The technology, education, and e-commerce sectors were the hardest hit by data leaks over a three-year period that saw more than 7.8 billion email records exposed across nearly 10,000 major incidents.
An analysis of the breaches found that 90% contained email addresses, 32% exposed credentials, and 12.3% sensitive government-issued identifiers like SSNs.
“The technology, education, and e-commerce sectors are attractive targets because they serve large numbers of users and store vast amounts of personal data, making them both valuable and vulnerable to attack. These industries must prioritise security investments and robust employee training to protect the data they hold,” says Karolis Arbaciauskas, head of product at NordPass.
Other frequently targeted sectors included retail, finance, hospitality, media, and manufacturing. While the financial sector saw fewer incidents compared to the top three industries and retail, those that did occur were often more severe, exposing a much higher average number of emails per leak, research shows.
Hackers shift strategy
Across nearly all classified industries, leak volume declined in 2025. However, researchers caution that a lower number of leaks does not mean lower risk.

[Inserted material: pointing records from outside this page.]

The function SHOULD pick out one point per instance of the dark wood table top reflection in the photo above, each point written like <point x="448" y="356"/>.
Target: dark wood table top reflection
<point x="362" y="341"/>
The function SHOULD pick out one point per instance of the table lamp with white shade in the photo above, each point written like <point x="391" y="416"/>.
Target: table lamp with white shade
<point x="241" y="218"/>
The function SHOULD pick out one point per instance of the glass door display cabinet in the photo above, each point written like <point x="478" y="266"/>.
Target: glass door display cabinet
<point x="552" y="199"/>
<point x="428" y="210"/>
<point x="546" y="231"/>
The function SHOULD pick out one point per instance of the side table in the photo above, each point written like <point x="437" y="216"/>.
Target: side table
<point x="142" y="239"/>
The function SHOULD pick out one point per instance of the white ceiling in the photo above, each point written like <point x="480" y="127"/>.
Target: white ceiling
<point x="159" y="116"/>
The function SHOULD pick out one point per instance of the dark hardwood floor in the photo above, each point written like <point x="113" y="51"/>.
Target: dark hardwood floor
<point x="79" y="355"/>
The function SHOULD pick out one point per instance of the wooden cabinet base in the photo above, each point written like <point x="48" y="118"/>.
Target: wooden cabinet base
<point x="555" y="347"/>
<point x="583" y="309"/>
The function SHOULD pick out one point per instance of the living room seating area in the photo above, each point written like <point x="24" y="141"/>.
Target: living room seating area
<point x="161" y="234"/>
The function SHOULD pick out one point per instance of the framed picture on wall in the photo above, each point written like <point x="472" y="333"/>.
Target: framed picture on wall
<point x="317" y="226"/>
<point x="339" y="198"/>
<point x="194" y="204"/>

“Leak activity continues to focus on highly digital industries that collect large volumes of valuable user credentials and personal data. A lower number of leaks does not mean lower risk because several industries recorded higher average leak sizes, increasing potential impact despite lower incident counts. Continued investment in sector specific controls, including third party risk management, credential protection, and monitoring of underground markets, is critical to reducing exposure,” says Arbaciauskas.
Mantas Sabeckis, the senior threat intelligence researcher at Nord Security who headed the research, adds that this reduction may also partially reflect threat actors’ shifting strategy. According to him, the cybercriminal underground’s shift toward infostealer malware enables near real time credential harvesting and direct access to targeted services without relying on large scale leaked database dumps.
The decrease may also be attributed to disruptions within the leak database ecosystem itself, including the takedown of several leak forums and marketplaces in 2025. These actions by law enforcement reduced the public visibility of leaked databases, further decentralising the market into smaller channels or private groups.
Private vs. public sector
Researchers also looked into government versus private sector exposure trends. Data shows that private sector organisations accounted for the majority (53%) of identified exposures – 1,632 leaks compared to just 10% (317 leaks) impacting government entities. This reflects both the larger private sector attack surface (there are more private companies than governmental institutions) and the higher monetisation value of commercial datasets.
Private sector leaks not only occur more often but also expose significantly larger datasets, increasing risk to individuals through phishing, fraud, and credential-based attacks. Government leaks, while less frequent in publicly observed datasets, remain high impact due to the sensitive nature of the information involved and the potential for geopolitical or intelligence exploitation.
How to protect yourself
According to Arbaciauskas, reducing impact requires action from both organisations and individuals.
For organisations:
- Minimise the volume of personal data stored and segment critical systems to limit breach scope.
- Strengthen credential protection with hardware-backed authentication and protect endpoints against infostealer malware.
- Monitor for leaked credentials and act quickly to contain incidents before they scale.
For individuals:
- Employ a password manager, use unique passwords, and enable multi-factor authentication to prevent stolen credentials from being reused across services.
- After major breach disclosures, stay alert for phishing and targeted scams.
- If you notice suspicious activity on an account, reset your credentials immediately and review connected accounts.
Research methodology
This report is the result of a joint effort between NordPass and NordStellar. The dataset includes publicly available leaked databases detected by NordStellar between 2023 and 2025. Each entry was processed through an AI-assisted classification pipeline (nexos.ai), which analysed available leak metadata, including origin domains, top-level domains, descriptions, referenced organisations, and dataset contents, to determine sector, geographic attribution, and organisation type (public or private).
Leaks were categorised as ‘country specific’ when available metadata indicated a primary country association. Otherwise, they were marked as ‘global’ or ‘unknown.’ From the 3,031 leaks recorded in 2025, NordStellar extracted reported email counts and recorded the presence of additional data types, including phone numbers, credentials (plaintext or hashed passwords, API keys), government identifiers, and financial records. Email totals reflect aggregated account records and may include mixed account types (e.g., customer, employee, administrative, or user accounts) because precise differentiation was not feasible. No personal data was acquired or purchased for this research.